Fait marquant. Il n existe aucune statistique sur le chiffre des ventes, qu’il s’agit des cassettes en bande magnétique, ou les CD, le mystère reste entier. Pourquoi ? D’abord, parce qu’il n’y a pas d’organisme qui veille au contrôle du marché. L’industrie de la musique n’est pas considérée comme une industrie de transformation, et par conséquent, elle ne figure pas dans les bases de données du ministère de l’Industrie. Au ministère de la culture, il existe bien une division de la musique qui fait partie du département des arts. Mais cet organisme gouvernemental ne peut renseigner que sur sa propre production musicale : il s’agit des différents coffrets de CD du patrimoine. Mais pas la moindre donnée statistique sur le marché. Reste le bureau des droits d’auteurs. Ce dernier ne peut se prononcer que sur les oeuvres enregistrées chez lui.

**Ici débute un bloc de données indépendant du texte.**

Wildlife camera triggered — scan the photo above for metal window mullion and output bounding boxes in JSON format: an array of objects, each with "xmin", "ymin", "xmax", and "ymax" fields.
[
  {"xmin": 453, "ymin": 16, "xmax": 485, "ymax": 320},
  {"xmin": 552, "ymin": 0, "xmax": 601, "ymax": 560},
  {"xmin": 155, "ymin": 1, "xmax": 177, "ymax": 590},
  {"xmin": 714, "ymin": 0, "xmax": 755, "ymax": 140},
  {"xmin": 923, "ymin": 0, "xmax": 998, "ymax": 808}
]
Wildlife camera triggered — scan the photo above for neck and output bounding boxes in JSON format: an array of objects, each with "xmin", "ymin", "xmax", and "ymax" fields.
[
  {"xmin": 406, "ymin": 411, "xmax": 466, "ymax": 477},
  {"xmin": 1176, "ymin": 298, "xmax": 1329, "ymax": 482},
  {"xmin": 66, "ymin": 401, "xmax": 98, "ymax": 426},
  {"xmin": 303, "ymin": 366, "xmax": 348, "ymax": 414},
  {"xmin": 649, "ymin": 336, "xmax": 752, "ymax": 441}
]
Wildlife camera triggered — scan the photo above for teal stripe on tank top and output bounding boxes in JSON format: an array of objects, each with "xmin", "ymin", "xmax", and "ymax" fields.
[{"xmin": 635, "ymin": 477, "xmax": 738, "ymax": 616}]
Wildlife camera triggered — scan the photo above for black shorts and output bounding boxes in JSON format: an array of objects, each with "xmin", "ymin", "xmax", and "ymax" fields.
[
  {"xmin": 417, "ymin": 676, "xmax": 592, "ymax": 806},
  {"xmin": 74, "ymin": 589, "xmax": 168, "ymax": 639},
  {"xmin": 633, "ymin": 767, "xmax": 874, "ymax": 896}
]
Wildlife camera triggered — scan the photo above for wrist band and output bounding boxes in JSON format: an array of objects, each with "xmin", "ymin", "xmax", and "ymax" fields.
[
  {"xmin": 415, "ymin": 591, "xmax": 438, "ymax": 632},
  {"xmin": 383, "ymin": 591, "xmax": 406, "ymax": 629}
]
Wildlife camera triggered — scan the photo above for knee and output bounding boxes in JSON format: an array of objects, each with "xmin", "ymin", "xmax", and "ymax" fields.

Et encore, personne ne semble disposer au sein de cette institution à s’exprimer publiquement sur la question. Toutefois, et selon plusieurs professionnels, les produits musicaux « légaux » dûment enregistrés auprès du bureau représentent moins du tiers de ce qui circule sur le marché. Donc, 70% des produits qui circulent ne figurent sur aucun registre officiel ! Il existe bien un Syndicat des producteurs de musique, mais il est tout le temps injoignable. Comment expliquer cette opacité ? Première piste pour comprendre ce fait : la nature même des produits proposés. Hormis quelques enregistrements étrangers commercialisés dans quelques boutiques spécialisées, la grande majorité des enregistrements provient des « usines » locales. Trois genres musicaux dominent la scène : Chaâbi, Raï, et Khaligi. Avec une caractéristique quasi commune : bas de gamme. Choix délibéré ou défaut de créativité chez les artistes ? Auprès de certains producteurs, on explique que «le public aime ça!».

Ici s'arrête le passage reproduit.